BEACH SLANG - The Deadbeat Bang Of Heartbreak City
James Alex ist in nur fünf Jahren vom obersympathischen Alternative-Emo-Punk-Spätzünder zur eigenen Parodie verkommen. Auf dem dritten Album reiht er Zitate der Rockgeschichte aneinander und feiert dabei vor allem sich selbst.

CABAL – Drag Me Down
Die Dänen wollen mit aller Gewalt die Jahrgangsbesten der Böse-Buben-Schule sein und holen deswegen nur Einsen in den Leistungskursen Death-Metal-Zitate, Djent-Riffing und Breakdowns, haben dafür aber die Wahlpflichtfächer Songwriting und Authentizität geschwänzt.

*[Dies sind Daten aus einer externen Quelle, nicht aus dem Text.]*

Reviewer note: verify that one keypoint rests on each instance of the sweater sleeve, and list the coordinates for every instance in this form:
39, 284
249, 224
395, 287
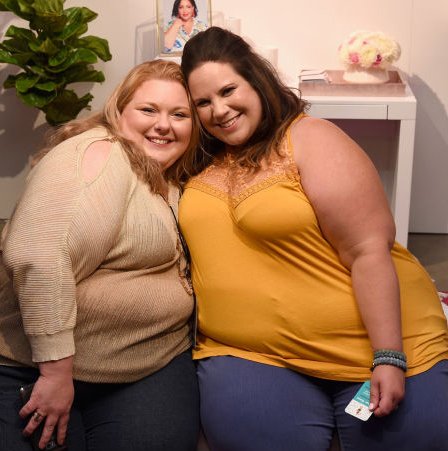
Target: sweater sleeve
61, 231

BE WELL - The Weight And The Cost
Ja, Brian McTernan ist eine lebende Hardcore-Legende, sowohl als Ex-BATTERY-Frontmann sowie als Produzent so ziemlich jeder wichtigen Platte der letzten 15 Jahre. Aber weder diese Tatsache noch die Unterstützung durch Mitglieder von BANE und DARKEST HOUR rechtfertigen den Hype, den die Platte ausgelöst hat. Dazu fehlen einfach die mitreißenden Songs.

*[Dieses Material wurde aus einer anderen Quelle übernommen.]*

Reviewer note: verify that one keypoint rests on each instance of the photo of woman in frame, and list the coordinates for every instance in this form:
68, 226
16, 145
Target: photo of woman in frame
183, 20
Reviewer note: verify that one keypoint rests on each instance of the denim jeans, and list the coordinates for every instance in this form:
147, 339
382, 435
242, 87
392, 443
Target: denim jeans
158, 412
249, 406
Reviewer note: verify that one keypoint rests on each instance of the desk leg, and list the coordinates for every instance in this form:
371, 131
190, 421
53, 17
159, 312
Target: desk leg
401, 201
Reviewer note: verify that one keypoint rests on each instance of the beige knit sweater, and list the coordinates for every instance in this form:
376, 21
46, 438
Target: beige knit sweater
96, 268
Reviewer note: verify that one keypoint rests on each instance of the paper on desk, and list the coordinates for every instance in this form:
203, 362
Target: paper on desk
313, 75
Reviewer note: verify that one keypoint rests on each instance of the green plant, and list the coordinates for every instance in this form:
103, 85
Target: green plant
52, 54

Die besten Labels des Jahres

Im Krachbereich bleibt DEATHWISH, INC. weiterhin auf dem Thron, mit SOUTHERN LORD stünde allerdings ein würdiger Thronfolger parat. PURE NOISE RECORDS führt das Feld in Sachen Punkrock, Emo und Artverwandtes an, während DOGKNIGHTS PRODUCTIONS der nicht mehr ganz geheime Geheimtipp sind. Die heimischen Geschmacksgaranten heißen UNCLE M, MIDSUMMER RECORDS und THIS CHARMING MAN.

Schlusswort

Ein Katastrophenjahr für Kultur, Liberalität und die gesamte Menschheit, das nur ganz wenige positive Momente zu bieten hatte. 2021 muss sich wirklich ins Zeug legen, um das Level an Scheißigkeit zu toppen. Aber, vielleicht wird ja auch alles gut und mit Trump verschwinden auch direkt Pandemie, Spaltung und Hass und wir gehen alle wieder entspannt auf Konzerte, weil die Kulturschaffenden so hervorragende staatliche Unterstützung erhalten haben. Das wäre doch was.